Week in Review: Government Shutdown Ends

The longest government shutdown in history has finally ended.

If you’re looking at it from a market perspective, shutdowns usually cause some near-term market volatility, but they always end – that’s a 100% probability. And that’s obviously what happened this time.

The market tried to rally on the news Monday, but the volatility returned as the week wore on, and there seems to be some concern about the stability of the AI arms race that has dominated markets for the past couple of years.

Some analysts have talked about a bubble; others believe this is only the beginning of the most world-changing technology that humanity has ever seen.

Our feeling is that the truth lies somewhere in between – many of the fringe players in AI will likely get wiped out, and the biggest beneficiaries of the technology may be companies that no one is even thinking about right now.

Going forward, it’s going to be extremely important to do the deep work to find the next big winners rather than just buying every stock that calls itself an AI company.

We live in an era of instant gratification. TikTok videos and Facebook Reels, tweets, leveraged stock ETFs and plenty of other examples trend toward extreme short-term bias.

This short-termism has been the trend in investing as well. In the 1960s, the average holding period for a stock was eight years; today it is less than 90 days.

The real power of the stock market is in patience. It’s very difficult to know when the next big upswing will occur, but a lot of the returns are made over just a handful of trading days.

In fact, over the past 20 years, if you missed the top 10 trading days, your return would have dropped from over 9% to just 5%.

So stay invested and let long-term compounding work for you. Patience is key.

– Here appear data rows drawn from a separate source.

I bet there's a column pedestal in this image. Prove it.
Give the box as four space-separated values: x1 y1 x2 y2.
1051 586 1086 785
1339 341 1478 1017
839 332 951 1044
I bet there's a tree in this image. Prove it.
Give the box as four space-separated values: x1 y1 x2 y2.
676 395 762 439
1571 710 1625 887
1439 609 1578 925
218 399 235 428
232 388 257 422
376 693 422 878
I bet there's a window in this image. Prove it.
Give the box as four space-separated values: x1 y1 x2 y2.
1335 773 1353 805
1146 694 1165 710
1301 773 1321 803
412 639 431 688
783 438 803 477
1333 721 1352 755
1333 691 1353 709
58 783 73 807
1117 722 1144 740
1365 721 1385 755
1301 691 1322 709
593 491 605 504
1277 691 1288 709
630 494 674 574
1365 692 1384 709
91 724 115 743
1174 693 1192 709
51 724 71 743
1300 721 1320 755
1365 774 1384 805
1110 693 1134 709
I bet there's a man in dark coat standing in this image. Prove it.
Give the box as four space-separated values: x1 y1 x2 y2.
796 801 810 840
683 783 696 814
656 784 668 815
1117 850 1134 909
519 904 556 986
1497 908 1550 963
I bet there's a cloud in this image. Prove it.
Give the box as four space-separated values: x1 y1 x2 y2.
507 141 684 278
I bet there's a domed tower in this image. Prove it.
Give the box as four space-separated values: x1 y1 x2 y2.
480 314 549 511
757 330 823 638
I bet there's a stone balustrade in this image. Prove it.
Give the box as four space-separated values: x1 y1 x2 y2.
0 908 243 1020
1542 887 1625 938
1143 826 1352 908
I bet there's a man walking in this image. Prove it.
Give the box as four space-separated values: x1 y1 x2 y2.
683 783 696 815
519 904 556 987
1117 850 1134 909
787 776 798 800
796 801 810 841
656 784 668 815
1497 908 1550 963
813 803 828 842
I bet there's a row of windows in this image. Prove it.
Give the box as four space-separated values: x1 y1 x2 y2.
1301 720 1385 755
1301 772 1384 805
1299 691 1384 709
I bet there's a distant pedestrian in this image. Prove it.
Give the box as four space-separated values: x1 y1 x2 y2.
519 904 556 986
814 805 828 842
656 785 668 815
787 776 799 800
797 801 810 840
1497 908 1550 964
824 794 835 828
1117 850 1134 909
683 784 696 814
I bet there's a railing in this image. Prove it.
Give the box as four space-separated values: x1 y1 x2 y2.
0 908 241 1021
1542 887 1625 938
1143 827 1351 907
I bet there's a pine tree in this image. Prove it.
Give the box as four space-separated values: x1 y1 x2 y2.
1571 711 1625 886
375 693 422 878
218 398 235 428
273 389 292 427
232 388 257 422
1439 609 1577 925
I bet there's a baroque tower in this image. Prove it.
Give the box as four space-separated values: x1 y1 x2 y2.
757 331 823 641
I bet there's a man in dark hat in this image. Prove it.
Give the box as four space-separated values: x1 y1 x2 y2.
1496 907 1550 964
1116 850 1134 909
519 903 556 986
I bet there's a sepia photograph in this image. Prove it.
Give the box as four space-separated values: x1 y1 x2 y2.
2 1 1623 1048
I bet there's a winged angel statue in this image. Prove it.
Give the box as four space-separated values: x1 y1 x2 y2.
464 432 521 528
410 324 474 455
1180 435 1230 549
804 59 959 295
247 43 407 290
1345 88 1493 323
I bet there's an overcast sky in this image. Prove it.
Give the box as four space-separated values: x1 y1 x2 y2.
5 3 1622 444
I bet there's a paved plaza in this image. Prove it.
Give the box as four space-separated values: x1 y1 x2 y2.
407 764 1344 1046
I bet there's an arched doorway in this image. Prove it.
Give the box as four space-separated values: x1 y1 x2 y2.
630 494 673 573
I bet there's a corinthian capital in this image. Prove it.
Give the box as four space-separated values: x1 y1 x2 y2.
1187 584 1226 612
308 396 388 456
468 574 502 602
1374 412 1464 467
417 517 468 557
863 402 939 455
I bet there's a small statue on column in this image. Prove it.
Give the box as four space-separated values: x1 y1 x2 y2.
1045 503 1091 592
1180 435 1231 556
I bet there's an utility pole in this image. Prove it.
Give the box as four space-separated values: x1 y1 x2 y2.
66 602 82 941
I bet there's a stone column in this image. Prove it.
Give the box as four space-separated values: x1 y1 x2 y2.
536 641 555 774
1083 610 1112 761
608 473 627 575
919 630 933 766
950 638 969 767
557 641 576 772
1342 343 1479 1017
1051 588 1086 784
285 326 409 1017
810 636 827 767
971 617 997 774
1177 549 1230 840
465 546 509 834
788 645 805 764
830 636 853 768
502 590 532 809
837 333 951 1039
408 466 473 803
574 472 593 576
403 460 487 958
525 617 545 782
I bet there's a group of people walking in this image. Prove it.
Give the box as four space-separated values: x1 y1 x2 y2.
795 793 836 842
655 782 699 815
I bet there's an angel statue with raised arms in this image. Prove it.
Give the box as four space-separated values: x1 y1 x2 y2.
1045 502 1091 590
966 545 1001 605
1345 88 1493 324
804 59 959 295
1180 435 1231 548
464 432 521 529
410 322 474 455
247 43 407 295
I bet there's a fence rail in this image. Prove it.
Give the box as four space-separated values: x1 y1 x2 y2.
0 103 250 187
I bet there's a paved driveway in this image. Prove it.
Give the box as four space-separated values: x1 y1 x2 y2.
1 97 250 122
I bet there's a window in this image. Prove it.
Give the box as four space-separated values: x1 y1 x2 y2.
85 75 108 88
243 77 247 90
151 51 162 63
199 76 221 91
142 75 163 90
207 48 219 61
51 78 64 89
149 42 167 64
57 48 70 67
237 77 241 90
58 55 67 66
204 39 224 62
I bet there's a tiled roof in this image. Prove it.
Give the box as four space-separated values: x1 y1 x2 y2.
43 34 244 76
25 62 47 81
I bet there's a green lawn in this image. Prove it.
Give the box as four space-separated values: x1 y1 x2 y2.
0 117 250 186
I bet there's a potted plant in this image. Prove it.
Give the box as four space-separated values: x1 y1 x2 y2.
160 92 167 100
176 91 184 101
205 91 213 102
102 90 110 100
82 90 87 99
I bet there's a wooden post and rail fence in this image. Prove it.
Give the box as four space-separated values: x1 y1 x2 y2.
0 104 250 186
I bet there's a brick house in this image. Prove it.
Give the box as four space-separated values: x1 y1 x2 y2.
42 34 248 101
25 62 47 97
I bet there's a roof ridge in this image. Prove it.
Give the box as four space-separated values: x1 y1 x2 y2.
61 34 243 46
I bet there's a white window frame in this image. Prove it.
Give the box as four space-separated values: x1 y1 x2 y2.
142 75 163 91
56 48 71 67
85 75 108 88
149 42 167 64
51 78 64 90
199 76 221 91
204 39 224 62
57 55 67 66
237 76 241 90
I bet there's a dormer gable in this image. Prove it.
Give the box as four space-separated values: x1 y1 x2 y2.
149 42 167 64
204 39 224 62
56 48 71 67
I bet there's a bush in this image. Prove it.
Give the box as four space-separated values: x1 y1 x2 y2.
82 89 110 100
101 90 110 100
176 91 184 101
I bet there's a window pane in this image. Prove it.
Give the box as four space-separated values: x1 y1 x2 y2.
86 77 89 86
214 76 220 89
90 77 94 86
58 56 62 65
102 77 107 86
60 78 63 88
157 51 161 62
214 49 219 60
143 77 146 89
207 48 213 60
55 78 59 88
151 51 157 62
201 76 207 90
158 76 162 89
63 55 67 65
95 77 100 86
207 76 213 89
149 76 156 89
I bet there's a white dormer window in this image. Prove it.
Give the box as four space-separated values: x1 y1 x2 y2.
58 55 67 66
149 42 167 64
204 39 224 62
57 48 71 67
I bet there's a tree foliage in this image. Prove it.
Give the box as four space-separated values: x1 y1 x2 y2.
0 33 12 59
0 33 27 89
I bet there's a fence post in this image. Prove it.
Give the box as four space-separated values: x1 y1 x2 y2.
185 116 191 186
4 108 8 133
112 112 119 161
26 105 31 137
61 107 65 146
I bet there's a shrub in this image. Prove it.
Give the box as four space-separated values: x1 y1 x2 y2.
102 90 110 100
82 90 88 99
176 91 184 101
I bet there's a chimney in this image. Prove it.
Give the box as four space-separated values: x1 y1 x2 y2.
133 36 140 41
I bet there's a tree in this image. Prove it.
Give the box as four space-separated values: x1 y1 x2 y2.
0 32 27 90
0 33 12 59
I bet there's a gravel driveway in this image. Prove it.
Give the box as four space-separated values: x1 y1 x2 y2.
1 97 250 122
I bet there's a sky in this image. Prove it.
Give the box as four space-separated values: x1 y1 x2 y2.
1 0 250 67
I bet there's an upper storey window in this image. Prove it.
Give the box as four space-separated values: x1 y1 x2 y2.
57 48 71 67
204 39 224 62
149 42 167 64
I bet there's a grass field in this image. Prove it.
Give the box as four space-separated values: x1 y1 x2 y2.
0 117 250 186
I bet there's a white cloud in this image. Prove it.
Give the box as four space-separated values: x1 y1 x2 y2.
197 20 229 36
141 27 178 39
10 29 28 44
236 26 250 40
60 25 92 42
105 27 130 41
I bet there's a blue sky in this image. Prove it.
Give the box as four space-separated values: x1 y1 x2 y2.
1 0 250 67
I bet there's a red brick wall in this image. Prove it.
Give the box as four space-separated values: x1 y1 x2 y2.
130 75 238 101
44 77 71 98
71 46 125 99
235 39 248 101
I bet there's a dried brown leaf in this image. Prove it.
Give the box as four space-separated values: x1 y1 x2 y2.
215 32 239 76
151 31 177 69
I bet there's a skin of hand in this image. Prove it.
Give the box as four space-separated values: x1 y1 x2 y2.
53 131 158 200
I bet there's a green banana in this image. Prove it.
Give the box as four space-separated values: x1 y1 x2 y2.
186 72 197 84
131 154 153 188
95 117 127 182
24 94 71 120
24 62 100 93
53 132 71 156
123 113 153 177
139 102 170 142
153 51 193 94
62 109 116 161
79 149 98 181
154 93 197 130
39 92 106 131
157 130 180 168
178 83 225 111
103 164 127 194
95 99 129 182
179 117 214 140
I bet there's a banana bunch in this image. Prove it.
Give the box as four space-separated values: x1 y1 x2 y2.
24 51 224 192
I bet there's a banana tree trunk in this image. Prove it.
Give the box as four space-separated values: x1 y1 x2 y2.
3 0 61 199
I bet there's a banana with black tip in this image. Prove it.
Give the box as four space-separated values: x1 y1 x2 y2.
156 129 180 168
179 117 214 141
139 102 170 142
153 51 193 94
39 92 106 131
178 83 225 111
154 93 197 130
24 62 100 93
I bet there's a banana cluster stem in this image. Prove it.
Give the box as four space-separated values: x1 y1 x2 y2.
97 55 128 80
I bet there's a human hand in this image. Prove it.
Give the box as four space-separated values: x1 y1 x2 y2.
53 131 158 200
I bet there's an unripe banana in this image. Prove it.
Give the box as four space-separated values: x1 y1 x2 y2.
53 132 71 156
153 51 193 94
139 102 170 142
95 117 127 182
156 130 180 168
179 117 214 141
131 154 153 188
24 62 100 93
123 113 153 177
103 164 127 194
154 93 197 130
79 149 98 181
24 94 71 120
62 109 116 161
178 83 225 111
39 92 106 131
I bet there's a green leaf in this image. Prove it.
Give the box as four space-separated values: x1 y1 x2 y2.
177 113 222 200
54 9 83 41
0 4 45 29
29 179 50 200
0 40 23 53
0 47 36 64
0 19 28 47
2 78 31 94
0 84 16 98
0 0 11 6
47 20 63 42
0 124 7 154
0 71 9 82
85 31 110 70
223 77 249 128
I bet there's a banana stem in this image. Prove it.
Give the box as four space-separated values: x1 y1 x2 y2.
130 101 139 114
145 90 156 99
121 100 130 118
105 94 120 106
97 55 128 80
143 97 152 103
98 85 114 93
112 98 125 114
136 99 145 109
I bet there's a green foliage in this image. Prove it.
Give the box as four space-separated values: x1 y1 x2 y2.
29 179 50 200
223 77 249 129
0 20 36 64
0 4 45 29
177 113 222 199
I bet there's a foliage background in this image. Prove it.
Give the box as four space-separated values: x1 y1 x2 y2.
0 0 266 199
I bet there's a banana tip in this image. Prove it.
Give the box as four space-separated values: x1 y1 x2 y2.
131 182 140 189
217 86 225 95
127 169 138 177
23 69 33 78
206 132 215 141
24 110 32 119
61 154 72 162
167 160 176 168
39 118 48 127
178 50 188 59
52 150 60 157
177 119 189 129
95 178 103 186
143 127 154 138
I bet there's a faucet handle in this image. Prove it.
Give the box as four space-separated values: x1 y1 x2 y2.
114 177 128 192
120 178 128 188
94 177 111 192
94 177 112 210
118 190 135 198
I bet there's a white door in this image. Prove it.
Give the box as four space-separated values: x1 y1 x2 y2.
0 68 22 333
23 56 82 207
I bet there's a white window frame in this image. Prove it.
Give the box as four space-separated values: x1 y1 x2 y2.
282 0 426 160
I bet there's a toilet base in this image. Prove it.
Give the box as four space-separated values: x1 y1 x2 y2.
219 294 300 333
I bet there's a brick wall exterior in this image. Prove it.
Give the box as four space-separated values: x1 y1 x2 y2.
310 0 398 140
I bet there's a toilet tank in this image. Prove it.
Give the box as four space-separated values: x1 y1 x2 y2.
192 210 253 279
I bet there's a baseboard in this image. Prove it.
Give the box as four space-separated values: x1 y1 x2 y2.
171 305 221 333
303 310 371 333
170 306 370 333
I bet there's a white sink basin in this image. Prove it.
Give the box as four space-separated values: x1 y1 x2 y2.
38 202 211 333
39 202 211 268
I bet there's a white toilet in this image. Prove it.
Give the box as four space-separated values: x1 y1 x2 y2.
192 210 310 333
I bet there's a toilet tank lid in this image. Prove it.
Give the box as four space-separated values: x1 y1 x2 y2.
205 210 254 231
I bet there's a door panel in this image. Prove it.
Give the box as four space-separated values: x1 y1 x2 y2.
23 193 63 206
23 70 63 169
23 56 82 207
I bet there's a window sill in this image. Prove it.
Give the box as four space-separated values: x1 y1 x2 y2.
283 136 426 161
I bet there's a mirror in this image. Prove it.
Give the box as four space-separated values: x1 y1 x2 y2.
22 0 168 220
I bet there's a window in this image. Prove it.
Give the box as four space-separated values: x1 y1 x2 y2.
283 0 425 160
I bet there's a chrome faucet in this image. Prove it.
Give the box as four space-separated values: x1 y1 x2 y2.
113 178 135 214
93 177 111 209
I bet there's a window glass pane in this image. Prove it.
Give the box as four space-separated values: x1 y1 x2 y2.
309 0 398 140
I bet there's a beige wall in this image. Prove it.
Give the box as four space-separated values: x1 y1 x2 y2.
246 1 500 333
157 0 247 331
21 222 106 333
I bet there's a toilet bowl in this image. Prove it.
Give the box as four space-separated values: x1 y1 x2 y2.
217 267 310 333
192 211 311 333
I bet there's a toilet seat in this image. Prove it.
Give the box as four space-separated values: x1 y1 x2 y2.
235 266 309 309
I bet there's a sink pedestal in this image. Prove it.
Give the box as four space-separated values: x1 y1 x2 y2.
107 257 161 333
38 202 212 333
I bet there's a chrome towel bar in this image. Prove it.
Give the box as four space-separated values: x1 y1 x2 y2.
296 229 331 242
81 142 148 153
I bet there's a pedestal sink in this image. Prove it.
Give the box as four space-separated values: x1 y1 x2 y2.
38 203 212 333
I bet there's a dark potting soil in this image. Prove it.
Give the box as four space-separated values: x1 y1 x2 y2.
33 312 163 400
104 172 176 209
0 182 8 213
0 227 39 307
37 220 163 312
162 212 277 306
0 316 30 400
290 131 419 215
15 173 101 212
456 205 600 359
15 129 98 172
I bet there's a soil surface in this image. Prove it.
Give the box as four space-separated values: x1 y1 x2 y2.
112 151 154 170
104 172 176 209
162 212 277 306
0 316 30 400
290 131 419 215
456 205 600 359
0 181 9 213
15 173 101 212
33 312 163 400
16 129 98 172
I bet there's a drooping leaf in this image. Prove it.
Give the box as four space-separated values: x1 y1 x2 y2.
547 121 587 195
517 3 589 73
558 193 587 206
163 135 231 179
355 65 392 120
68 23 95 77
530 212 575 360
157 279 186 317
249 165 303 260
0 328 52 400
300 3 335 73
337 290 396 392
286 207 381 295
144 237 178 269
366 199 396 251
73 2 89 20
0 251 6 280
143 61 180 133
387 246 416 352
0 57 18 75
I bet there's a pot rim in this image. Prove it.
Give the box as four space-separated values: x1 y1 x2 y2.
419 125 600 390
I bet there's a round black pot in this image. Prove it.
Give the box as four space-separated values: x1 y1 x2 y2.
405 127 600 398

Looking Ahead: NVIDIA Earnings on Deck

Earnings season is winding down, but there’s still at least one more big name to report – AI chip darling NVIDIA.

The stock has certainly done well yet again in 2025, but there’s been some near-term weakness in the name as some of the bloom has started to come off of the AI rose.

Shares peaked at $212 in late October and are currently trading around $184, a drop of nearly 15%.

So will the report reignite the shares along with the broader AI investment theme or are investors’ recent jitters justified? I guess we’ll just have to wait and see.